La fameuse mutualisation, justement ! Une note de la Dares (ministère du Travail) de janvier 2014 (n° 007) la décrit de manière explicite : « Les entreprises de moins de 20 salariés reçoivent chaque année de la part des Opca de l’ordre de 500 millions d’euros de plus que ce qu’elles ont versé, en provenance des entreprises de taille supérieure, affirme le ministère. Ceci représente un abondement de 80 % pour celles de moins de 10 salariés et de 40 % pour celles de 10 à 19 salariés. En corollaire, cet abondement entraîne une perte de 10 % à 25 % pour les entreprises de 20 salariés et plus. Ainsi, en 2011, les entreprises de 2 000 salariés et plus ont versé 268 millions d’euros – soit 0,2 % de leur masse salariale – de plus que ce qu’elles ont perçu. »

Cette redistribution des grandes entreprises vers les petites s’opère à travers la professionnalisation (contrat, période), le DIF et le CIF. Pour celles de moins de 20 salariés, ces subventions représentent deux à trois fois la somme qu’elles versent aux Opca au titre de la professionnalisation, et plus de cinq fois pour le CIF.
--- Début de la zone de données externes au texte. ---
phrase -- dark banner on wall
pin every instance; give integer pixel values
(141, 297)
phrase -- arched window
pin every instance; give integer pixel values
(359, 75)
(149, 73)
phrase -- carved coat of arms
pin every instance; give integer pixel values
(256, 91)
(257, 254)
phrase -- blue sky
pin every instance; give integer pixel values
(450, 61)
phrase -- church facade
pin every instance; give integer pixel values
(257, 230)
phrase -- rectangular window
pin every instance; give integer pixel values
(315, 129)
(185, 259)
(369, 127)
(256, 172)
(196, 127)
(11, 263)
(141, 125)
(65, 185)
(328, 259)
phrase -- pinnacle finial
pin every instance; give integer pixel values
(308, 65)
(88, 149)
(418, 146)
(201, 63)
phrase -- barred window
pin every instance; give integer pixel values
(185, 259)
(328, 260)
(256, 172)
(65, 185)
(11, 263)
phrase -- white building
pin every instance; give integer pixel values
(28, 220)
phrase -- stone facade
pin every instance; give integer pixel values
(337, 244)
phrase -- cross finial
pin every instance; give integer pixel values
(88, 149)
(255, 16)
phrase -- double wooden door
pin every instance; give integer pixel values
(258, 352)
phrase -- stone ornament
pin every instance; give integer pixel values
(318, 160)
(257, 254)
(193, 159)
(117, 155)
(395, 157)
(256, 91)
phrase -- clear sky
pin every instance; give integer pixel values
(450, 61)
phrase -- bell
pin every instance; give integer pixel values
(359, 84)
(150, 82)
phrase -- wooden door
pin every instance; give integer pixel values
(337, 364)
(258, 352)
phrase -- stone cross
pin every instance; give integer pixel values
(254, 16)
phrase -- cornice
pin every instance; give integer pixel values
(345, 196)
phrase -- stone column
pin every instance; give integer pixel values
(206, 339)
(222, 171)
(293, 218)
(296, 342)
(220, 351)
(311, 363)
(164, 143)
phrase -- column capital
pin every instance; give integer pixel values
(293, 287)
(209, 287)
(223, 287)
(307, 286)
Sur le plan de formation, c’est plus subtil : la redistribution interclasse (des grandes vers les petites) est faible (2,7 %), mais la redistribution intraclasse (entre entreprises de même famille de taille) n’est pas négligeable (15 %), et elle est « certainement un peu sous-évaluée, car ne tenant pas compte des versements au-delà du seuil et non utilisés », note la Dares. Qui ajoute : « De plus, les petites entreprises sont moins nombreuses en proportion à être subventionnées par les Opca. Mais, lorsqu’elles le sont, le niveau relatif des aides est bien plus important. »

Au final, dans cette mutualisation intraclasse, 40 % des entreprises de plus de 10 salariés sont perdantes, 31 % consomment ce qu’elles versent et 29 % sont gagnantes. Ce dernier taux croît avec la taille de l’entreprise (24 % des 10-19, 40 % des 50-199, 45 % des 200-499), puis s’écroule à 3 % pour celles de 500 à 1 999. Ce qui confirme que la mutualisation sur le plan profite aux entreprises de 50 à 500 salariés : celles qui sont justement les grandes perdantes de la réforme actuelle.

Autre résultat fort intéressant : cette note de la Dares démontre que les entreprises qui ne dépensent que l’obligation légale ne représentent que 30 % de l’emploi salarié, ce qui signifie que les 70 % restants sont employés dans des entreprises dépassant leur obligation et potentiellement intéressées par la mutualisation !

Ces constats désavouent les “instituts” qui affirment que la mutualisation est une vue de l’esprit, et jettent un trouble sur les analyses parlementaires qui ont débouché sur plusieurs réformes. Mais les partenaires sociaux auteurs de la réforme en cours ne l’ont pas entendu et ont mis fin pour une bonne part à l’obligation légale sur le plan. Laissant les entreprises seules face à leur capacité de financement de l’effort de formation. Beaucoup craignent son effondrement en 2016.